This extract is based on the book American Prometheus: The Triumph and Tragedy of J Robert Oppenheimer, published again as the movie Oppenheimer has generated a lot of interest. This book was first published in 2005, by Knopf, Penguin US. In 2008 Atlantic Books UK acquired the book and released it again in June 2023 and it’s being distributed by Penguin Random House India.

On August 6, 1945, at exactly 8:14 a.m. a B-29 aircraft, the Enola Gay, named after pilot Paul Tibbets’ mother, dropped the untested, gun-type uranium bomb over Hiroshima. John Manley was in Washington that day, waiting anxiously to hear the news. Oppenheimer had sent him there with one assignment — to report to him on the bombing. After a five-hour delay in communications from the aircraft, Manley finally received a teletype from Captain Parsons who was the “arming” officer on the Enola Gay — that “the visible effects were greater than the New Mexico test.” But just as Manley was about to call Oppenheimer in Los Alamos, Groves stopped him.
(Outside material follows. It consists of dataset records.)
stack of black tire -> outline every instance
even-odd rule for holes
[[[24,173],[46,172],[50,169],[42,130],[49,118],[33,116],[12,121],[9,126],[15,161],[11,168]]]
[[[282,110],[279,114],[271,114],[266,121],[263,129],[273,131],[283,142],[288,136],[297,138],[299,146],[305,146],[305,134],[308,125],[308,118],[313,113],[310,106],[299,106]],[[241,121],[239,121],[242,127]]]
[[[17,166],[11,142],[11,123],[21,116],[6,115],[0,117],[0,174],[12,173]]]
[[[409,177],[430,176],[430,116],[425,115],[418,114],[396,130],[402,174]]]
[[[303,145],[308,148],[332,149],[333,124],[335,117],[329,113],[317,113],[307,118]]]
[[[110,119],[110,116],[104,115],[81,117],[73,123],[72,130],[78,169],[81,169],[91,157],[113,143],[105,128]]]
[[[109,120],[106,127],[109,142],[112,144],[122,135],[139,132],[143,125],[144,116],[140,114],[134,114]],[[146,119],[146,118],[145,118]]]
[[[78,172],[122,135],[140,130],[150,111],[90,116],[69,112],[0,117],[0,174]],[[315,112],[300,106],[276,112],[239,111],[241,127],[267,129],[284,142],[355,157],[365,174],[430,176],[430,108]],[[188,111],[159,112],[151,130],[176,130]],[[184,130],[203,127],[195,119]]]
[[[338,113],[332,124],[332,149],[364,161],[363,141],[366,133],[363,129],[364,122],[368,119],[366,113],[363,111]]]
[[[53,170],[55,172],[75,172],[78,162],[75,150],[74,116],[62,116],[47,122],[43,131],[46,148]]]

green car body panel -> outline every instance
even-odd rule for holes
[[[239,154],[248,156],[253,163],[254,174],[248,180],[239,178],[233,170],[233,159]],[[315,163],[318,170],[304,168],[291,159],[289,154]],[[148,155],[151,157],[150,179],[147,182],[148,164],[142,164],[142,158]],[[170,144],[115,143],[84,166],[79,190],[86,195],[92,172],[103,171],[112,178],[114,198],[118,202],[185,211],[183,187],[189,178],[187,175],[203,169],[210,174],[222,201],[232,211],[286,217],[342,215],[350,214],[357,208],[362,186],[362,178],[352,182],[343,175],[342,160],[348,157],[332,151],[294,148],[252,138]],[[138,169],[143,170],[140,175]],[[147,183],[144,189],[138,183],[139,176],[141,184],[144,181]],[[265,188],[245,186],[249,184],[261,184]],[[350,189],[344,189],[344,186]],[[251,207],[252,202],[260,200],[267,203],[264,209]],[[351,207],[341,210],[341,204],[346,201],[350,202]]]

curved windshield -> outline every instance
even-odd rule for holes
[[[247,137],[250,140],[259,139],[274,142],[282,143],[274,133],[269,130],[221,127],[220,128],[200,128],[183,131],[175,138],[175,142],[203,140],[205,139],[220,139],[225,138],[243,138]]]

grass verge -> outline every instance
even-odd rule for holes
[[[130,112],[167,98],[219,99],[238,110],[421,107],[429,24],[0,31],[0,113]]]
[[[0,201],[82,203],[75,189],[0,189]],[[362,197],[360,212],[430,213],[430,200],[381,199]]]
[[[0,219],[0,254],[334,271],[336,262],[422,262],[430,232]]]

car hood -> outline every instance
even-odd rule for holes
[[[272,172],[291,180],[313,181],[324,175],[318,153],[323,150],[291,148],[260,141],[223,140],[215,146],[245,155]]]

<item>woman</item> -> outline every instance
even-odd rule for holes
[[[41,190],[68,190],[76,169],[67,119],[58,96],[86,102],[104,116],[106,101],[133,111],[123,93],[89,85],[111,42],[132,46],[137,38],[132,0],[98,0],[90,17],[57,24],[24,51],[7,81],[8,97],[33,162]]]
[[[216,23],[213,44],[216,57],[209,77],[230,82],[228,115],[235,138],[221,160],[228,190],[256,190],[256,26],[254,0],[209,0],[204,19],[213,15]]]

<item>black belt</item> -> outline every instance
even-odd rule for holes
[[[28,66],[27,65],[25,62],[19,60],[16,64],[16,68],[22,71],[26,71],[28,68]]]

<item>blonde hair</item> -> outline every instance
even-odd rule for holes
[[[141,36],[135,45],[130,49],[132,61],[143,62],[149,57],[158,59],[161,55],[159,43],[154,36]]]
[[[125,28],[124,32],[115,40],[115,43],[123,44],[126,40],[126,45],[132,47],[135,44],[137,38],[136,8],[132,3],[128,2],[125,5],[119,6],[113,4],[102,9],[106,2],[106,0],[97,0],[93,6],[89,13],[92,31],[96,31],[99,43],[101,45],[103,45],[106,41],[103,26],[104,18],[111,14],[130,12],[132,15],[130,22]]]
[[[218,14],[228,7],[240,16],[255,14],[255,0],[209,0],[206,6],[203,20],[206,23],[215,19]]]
No one was to disseminate any information about the atomic bombing until the president himself announced it.

Frustrated, Manley went for a midnight walk in Lafayette Park, across from the White House. Early the next morning, he was told that Truman would make an announcement at 11:00 a.m. Manley finally got Oppie on the phone just as the president’s statement was released on nationwide radio. Although they had agreed to use a prearranged code for conveying the news over the phone, Oppenheimer’s first words to Manley were: “Why the hell did you think I sent you to Washington in the first place?”

That same day, at 2:00 p.m ., General Groves picked up the phone in Washington and called Oppenheimer in Los Alamos. Groves was in a congratulatory mood. “I’m proud of you and all of your people,” Groves said.

“It went all right?” Oppie asked.

“Apparently it went with a tremendous bang….”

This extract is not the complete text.